When she is ready to go she faces a dilemma. She is divorced and is “pretty sure” her two grown-up children would not want to help her die. She also knows the Dignitas clinic in Switzerland, where assisted suicide is legal, is not an option. “Dignitas is so clinical and industrial”, she says. “They do their best to make it human, but it’s a Portakabin on an industrial estate. And it’s also too expensive.”
Her wish, when it all gets too much, is to die at home. “I don’t want to die abroad, I want to go out at home, with all my things and with Verdi playing very loud, or possibly one of my jazz records.”
She believes that the most humane thing would be if it doctors were allowed to advise on the least painful way to go. “I feel very strongly that the right to be able to ask for advice is what is most lacking.
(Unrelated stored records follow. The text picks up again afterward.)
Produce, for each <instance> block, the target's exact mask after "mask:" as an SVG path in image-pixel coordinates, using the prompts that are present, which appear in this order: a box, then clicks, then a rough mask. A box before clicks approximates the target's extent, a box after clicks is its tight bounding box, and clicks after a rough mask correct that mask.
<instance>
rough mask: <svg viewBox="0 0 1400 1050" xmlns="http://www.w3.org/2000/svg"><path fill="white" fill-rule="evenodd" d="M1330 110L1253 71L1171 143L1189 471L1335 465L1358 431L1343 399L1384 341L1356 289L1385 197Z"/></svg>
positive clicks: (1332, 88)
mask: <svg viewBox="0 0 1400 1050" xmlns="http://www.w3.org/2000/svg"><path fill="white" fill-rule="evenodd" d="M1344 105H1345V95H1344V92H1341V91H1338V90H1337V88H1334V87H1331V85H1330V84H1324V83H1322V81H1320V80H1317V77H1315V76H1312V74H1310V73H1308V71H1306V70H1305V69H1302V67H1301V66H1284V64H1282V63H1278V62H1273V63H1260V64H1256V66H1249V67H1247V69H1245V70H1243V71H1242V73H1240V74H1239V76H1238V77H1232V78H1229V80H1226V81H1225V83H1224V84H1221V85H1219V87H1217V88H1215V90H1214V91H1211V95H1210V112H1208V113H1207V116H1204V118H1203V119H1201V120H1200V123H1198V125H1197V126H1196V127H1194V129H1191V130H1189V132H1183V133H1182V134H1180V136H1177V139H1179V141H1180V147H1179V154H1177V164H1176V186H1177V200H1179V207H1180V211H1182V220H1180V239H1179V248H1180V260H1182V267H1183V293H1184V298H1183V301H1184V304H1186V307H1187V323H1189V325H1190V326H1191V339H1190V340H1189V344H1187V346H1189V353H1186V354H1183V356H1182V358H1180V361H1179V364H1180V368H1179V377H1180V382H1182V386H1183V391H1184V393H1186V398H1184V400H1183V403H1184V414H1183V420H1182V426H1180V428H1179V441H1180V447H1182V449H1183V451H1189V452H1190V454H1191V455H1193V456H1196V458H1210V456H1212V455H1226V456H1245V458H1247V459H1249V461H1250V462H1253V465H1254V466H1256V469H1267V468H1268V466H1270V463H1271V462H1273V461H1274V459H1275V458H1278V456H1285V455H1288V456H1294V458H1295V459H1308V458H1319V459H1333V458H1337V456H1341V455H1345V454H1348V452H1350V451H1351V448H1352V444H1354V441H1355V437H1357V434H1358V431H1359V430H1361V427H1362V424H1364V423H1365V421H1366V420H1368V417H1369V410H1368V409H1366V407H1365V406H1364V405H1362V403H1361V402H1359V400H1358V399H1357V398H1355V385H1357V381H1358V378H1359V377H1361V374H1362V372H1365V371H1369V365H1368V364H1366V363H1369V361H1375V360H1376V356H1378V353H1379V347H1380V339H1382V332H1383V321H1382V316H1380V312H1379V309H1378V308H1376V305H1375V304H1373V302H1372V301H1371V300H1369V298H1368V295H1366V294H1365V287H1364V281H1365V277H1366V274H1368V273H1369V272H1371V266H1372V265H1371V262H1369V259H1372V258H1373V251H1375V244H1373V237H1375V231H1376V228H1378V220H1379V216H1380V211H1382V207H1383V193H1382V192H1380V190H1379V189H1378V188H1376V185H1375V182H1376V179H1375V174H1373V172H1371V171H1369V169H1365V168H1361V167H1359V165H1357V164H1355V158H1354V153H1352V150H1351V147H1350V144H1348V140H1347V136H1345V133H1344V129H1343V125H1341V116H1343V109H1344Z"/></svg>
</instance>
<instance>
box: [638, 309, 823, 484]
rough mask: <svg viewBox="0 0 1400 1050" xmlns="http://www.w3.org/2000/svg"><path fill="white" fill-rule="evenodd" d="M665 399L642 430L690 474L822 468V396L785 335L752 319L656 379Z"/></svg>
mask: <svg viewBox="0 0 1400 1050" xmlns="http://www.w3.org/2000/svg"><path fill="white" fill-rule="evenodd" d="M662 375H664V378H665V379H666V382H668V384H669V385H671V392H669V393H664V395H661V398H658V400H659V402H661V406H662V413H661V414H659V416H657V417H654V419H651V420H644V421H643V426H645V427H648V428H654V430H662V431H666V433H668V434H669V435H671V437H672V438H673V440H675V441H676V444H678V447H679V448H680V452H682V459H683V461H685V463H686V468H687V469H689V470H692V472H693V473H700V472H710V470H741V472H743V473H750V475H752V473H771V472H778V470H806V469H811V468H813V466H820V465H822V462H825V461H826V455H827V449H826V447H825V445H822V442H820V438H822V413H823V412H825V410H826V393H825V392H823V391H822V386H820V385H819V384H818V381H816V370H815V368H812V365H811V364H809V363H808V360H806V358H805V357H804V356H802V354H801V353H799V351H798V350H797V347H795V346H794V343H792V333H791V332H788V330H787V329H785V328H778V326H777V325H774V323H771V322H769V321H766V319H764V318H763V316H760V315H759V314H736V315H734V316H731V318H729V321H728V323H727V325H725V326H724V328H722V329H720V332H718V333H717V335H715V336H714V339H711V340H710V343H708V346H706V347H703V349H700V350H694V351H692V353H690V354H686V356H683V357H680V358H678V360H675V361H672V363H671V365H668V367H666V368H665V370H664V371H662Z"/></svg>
I can’t ask the people who are best placed to help me because I would put them in an invidious situation.”
“I’m a control freak and I’ve got to be in charge, but when you have cancer you can’t control it – it controls you. I want to be able to discuss with someone who can say ‘I wouldn’t take that, but if you really have to do this then try that’.”
Gradually her small pleasures are being taken away. She has lost sensation in her hands and feet and cannot hold a book any more. She cuts her fingers doing needlework.
“I’m not saying that I’d necessarily commit suicide,” Ms John says. “I’d just like to know what I can do if the alternatives are extreme pain or taking a chemical cosh and being unable to recognise people. We shouldn’t make human beings go through what we wouldn’t put animals through.”
The fight to die: Timeline
2002 A man with terminal cancer is the first UK citizen to travel to the Dignitas clinic in Switzerland to end his life.
2003 Lord Joffe makes first of four failed bids to pass a Bill legalising assisted suicide.
2008 Debbie Purdy, who has multiple sclerosis, tries to establish if her husband could be prosecuted for helping her to die. The High Court refuses to say he would not be.
2010 New guidelines put greater emphasis on motivation; meaning cases against those acting with compassion are unlikely to be pursued.
2012 The High Court hears Tony Nicklinson’s bid to let a doctor end his life without fear of prosecution. He loses – and dies shortly afterwards.
2013 A Nicklinson appeal is lost – but it is being looked at again this week.